Faria Lima torce por desistência de Flávio Bolsonaro para apoiar Caiado

Faria Lima torce por desistência de Flávio Bolsonaro para apoiar Caiado

O mercado financeiro da Faria Lima, em São Paulo, torce pela desistência da pré-candidatura de Flávio Bolsonaro (PL) à Presidência da República. A informação foi obtida pela reportagem com gestores, economistas e CEOs que pediram para não ter seus nomes citados. Segundo eles, a preferência do setor, que apoiou Jair Bolsonaro por sua linha liberal, não se aplica ao filho.
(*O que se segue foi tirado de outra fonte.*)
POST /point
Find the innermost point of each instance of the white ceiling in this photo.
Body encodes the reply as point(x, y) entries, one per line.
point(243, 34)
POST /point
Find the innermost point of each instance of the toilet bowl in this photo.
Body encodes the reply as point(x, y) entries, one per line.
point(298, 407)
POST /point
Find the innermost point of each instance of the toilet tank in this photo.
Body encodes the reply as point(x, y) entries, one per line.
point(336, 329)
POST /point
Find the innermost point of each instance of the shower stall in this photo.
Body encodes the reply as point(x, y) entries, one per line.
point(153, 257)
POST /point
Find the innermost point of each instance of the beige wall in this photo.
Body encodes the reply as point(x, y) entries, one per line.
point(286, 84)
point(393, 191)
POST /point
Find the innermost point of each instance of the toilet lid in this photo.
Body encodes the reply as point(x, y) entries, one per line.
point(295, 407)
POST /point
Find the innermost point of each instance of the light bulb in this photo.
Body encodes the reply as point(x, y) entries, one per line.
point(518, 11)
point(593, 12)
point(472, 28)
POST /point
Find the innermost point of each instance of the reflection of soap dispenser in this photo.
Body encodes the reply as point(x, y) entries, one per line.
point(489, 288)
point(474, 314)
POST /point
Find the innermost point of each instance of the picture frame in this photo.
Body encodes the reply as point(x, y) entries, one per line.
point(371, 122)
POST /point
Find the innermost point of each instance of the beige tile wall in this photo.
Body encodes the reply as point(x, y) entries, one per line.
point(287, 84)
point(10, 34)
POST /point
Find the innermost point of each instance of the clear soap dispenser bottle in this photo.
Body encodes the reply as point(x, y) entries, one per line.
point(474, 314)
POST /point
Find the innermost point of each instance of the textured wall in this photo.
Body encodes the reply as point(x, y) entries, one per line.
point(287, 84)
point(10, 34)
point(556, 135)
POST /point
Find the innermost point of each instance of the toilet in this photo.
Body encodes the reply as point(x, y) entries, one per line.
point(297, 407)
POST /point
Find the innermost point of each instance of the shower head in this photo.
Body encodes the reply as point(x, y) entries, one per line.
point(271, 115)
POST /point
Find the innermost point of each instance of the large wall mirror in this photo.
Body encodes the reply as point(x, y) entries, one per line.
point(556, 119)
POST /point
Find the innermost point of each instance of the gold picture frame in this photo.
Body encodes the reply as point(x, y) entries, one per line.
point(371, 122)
A maioria dos agentes financeiros avalia que, apesar de Flávio ser competitivo nas pesquisas, ele não resistirá ao teste das urnas. A expectativa atual é de vitória de Lula (PT) no segundo turno. Para este grupo, a saída de Flávio abriria caminho para candidatos considerados mais estáveis, como o governador Ronaldo Caiado (PSD), que tem crescido na preferência da Faria Lima.

Um conjunto de razões erodiu a imagem de Flávio no mercado. Ter mentido sobre a proximidade com Daniel Vorcaro, do Banco Master, a quem pediu dinheiro, pesou negativamente. As contradições sobre o financiamento do filme “Dark Horse” também aprofundaram as desconfianças. Como há um inquérito sobre o caso, os investidores sentem desconforto em apoiar um candidato alvo de investigações.

A percepção é que paira sobre Flávio um “telhado de vidro” que pode quebrar a qualquer momento com a divulgação de novas mensagens ou vídeos. O maior temor é que alguma denúncia seja guardada para ser revelada no segundo turno, garantindo a reeleição de Lula. O setor também critica a falta de habilidade política de Flávio para formar alianças, citando o embate público com a madrasta Michelle Bolsonaro.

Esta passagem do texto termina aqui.